Château de Bojnice
"L'architecture comme autobiographie : l'obsession d'un comte, pierre par pierre."
Le château le plus théâtral de Slovaquie
On a tendance, face à un château aussi cinématographique, à supposer qu’il s’agit d’un faux — une disneyfication de l’histoire médiévale, bâtie pour les photographies plutôt que pour la défense. Bojnice fait voler cette supposition en éclats. Le site est fortifié depuis le XIIe siècle. Mais la version qui existe aujourd’hui — celle aux tours crénelées, aux remplages de fenêtres néogothiques et au pont-levis — est presque entièrement l’œuvre d’une seule personne : le comte Ján František Pálffy, qui acquit le château en 1852 et passa les cinquante années suivantes et l’essentiel de sa fortune à le transformer en monument au médiévalisme romantique.

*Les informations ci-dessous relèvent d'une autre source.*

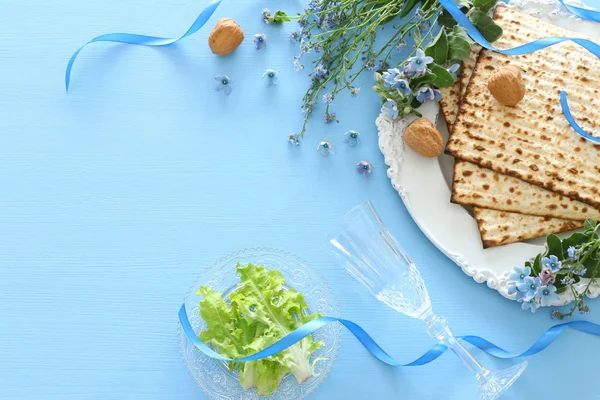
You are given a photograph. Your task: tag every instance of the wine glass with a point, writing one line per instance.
(374, 257)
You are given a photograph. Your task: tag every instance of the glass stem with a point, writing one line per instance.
(438, 328)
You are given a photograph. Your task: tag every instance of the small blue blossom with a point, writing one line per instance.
(546, 295)
(364, 168)
(454, 71)
(325, 148)
(519, 274)
(426, 94)
(272, 77)
(370, 65)
(389, 77)
(552, 263)
(572, 252)
(319, 72)
(266, 16)
(294, 139)
(260, 41)
(223, 83)
(567, 281)
(391, 109)
(529, 287)
(352, 138)
(529, 305)
(417, 65)
(402, 86)
(308, 108)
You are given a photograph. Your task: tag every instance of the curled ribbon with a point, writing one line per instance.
(536, 45)
(372, 347)
(567, 112)
(583, 13)
(142, 40)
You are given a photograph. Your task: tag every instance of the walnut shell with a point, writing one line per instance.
(507, 86)
(422, 136)
(225, 37)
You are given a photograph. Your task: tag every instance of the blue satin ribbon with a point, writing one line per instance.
(527, 48)
(583, 13)
(142, 40)
(372, 347)
(567, 112)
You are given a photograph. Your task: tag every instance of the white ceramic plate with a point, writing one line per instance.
(424, 185)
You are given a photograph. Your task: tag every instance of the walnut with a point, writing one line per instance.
(507, 86)
(225, 37)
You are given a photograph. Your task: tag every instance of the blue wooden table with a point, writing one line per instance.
(116, 196)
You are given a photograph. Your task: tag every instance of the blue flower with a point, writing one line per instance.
(529, 287)
(546, 295)
(520, 274)
(325, 148)
(389, 77)
(426, 94)
(223, 83)
(272, 77)
(403, 86)
(400, 46)
(417, 65)
(364, 168)
(294, 139)
(352, 138)
(572, 252)
(260, 41)
(319, 72)
(454, 71)
(529, 304)
(567, 281)
(552, 263)
(391, 109)
(266, 16)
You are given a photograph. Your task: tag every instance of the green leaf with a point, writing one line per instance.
(280, 17)
(408, 8)
(486, 25)
(484, 5)
(446, 20)
(427, 78)
(443, 78)
(554, 246)
(438, 49)
(458, 48)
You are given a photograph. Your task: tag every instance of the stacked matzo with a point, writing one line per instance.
(507, 208)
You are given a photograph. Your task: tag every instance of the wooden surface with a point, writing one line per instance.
(115, 196)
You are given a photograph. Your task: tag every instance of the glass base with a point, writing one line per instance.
(494, 384)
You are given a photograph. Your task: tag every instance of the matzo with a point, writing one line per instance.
(477, 186)
(498, 228)
(533, 140)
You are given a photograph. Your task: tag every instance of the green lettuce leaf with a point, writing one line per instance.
(261, 310)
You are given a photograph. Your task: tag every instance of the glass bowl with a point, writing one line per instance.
(212, 375)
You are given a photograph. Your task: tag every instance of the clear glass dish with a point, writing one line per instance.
(212, 375)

Pálffy avait séjourné dans la vallée de la Loire et était rentré en Slovaquie avec des idées précises sur ce à quoi un château devait ressembler. Il fit venir des architectes français, importa de la pierre de taille, installa des fresques et des intérieurs en bois sculpté, creusa une douve artificiellement approfondie au pied de la colline, et planta le parc environnant avec une recherche délibérée du pittoresque. Il mourut en 1908 avant l’achèvement de la restauration, ce qui fait du château — d’une étrange manière — une lettre d’amour inachevée à une vision qui était elle-même la reconstruction de quelque chose qui n’a jamais tout à fait existé.
À l’intérieur des murs
L’intérieur du château se visite, et le contraste entre l’extérieur exubérant et les pièces réelles à l’intérieur est instructif. Certains espaces sont somptueusement meublés dans le style romantique du XIXe siècle : cheminées héraldiques sculptées, tapisseries, plafonds peints dans des tons de rouge profond et d’or. D’autres paraissent plus austères, les murs trahissant leur âge, les collections d’armes et d’armures exposées avec le pragmatisme terre-à-terre d’un lieu qui fut aussi, à divers moments, réellement habité.
La Salle d’or, où Pálffy conservait sa collection d’art, garde une part de son atmosphère d’origine. La chapelle, construite au-dessus d’une grotte naturelle qui descend sous le rocher du château, est véritablement troublante — on descend un escalier de pierre dans la terre pour trouver un autel installé au fond d’une caverne. Des stalactites au-dessus de la tête, la lueur des bougies sur les parois calcaires. C’est la pièce la plus discrètement mémorable de tout l’édifice.
Le zoo et le parc
Je ne m’attendais pas à m’intéresser au zoo aménagé dans le parc du château, mais il s’est révélé l’un des plus réfléchis qu’il m’ait été donné de visiter en Europe centrale. Les enclos épousent le relief naturel du coteau, et la collection animale penche vers les espèces européennes — ours bruns, bisons d’Europe, lynx — qui semblent en accord avec le paysage. Les enclos des ours, en particulier, sont aménagés à flanc de versants boisés plutôt que dans des enclos plats de béton, et cela fait une différence.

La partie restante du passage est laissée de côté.